We lunched at one of the cafes, which offered a very reasonably-priced kids meal (during which I discovered that Jack likes apple – good to know!), and then wandered over to the centrepiece of Thomas Land – Knapford Station.
From here, actual trains, pulled along by Thomas, Percy and Rosie, take you from one end of the park to the other.
A friendly guard was on hand to help us on with our buggy, and there was plenty to look at and point out to Jack along the way.
The train took us to the far side of the park, and it was here that we started discovering things I was not expecting to find, as we walked back.

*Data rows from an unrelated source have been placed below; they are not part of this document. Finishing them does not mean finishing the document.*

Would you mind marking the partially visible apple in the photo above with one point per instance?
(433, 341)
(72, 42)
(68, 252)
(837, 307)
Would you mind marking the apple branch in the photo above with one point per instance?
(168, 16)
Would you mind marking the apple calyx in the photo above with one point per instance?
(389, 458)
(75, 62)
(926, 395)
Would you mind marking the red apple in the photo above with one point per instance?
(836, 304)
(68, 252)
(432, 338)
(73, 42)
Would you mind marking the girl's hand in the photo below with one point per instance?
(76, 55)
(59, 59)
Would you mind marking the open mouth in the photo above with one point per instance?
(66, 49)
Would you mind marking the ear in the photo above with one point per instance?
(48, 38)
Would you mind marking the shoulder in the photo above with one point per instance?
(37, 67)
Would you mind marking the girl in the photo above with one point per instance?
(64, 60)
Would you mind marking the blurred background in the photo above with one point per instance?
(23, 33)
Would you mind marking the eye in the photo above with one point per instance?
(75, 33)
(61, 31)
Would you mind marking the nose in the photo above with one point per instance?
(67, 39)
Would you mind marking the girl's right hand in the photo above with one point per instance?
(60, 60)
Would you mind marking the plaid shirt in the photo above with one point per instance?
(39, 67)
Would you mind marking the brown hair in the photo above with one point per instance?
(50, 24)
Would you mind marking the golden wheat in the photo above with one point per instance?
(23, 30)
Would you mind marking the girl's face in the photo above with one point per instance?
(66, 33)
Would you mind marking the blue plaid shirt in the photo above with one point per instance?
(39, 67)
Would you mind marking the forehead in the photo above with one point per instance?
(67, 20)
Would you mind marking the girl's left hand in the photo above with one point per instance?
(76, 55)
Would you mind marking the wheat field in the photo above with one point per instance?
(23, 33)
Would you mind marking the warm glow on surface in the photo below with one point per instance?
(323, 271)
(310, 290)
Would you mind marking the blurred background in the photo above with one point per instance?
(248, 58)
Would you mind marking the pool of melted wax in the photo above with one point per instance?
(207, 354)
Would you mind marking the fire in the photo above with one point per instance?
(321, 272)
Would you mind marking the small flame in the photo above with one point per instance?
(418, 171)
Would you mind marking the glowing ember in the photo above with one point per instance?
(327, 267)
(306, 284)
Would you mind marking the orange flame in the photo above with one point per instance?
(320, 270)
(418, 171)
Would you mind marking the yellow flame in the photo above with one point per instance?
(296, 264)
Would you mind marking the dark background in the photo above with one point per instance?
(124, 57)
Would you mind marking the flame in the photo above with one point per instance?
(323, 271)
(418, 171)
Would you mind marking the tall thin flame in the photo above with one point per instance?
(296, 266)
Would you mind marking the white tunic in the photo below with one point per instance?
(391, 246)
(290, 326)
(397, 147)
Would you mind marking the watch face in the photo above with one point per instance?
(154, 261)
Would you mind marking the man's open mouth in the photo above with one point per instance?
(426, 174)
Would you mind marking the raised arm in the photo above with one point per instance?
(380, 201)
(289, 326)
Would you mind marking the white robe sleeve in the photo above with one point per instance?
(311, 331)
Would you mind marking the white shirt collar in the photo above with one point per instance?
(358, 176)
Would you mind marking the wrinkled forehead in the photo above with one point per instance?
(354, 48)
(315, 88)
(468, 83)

After a quick toilet break in the convenient and well-appointed baby changing facilities, we made our way past the outdoor adventure playground to the exciting-looking Dino Park.
A fearsome Tyrannosaurus Rex looms over the entrance, while inside, a variety of prehistoric beasts, all with their own educational information panel, thrill and scared Jack in equal measure.
Just past the dinosaurs were a collection of all-together more real beasts, in the Drayton Manor Zoo.
I am always a bit dubious about the morality of zoos, but this one seemed one of the better, and they proudly advertise their an environmental enrichment program.
They say: “Environmental enrichment enhances the animal enclosures to stimulate occupants to investigate, interact, hunt and display a wide range of natural behaviours.”
Among the more than 100 species, the monkeys (I’m sure they have more scientific names) were a favourite, as was the reptile house, especially the ever-increasing sizes of tortoises.
We made our way back to Thomas Land and dodged out of the rain into Emily’s Indoor Play Area – a large indoor playground where parents can rest their feet for a few minutes while the kids run around, and then braved Harold’s Helicopter Tours, a spinning, rising ride of helicopters that flies high above the park (at a fairly gentle pace though).
Had Jack been slightly older (or taller), we could also have taken in the Troublesome Trucks Coaster, Diesels Locomotion Mayhem, Jeremy Jet, Crazy Bertie Bus, Rocking Bulstrode and Cranky the Crane Drop Tower.
In the main section of the park, there is the Action Park, which includes Apocalypse, recently voted the scariest ride in the UK and Maelstrom – a stomach-churning gyro-swing which flies high (and upside-down) into the air.
There is also Pirate Cove, with appropriately themed rides and eateries; Fisherman’s Wharf and the Aerial Park, all of which we will certainly take in when I drag my wife along next time.
Tickets start at £20 for adults, with children from £5. A toddler and adult ticket is available for £30.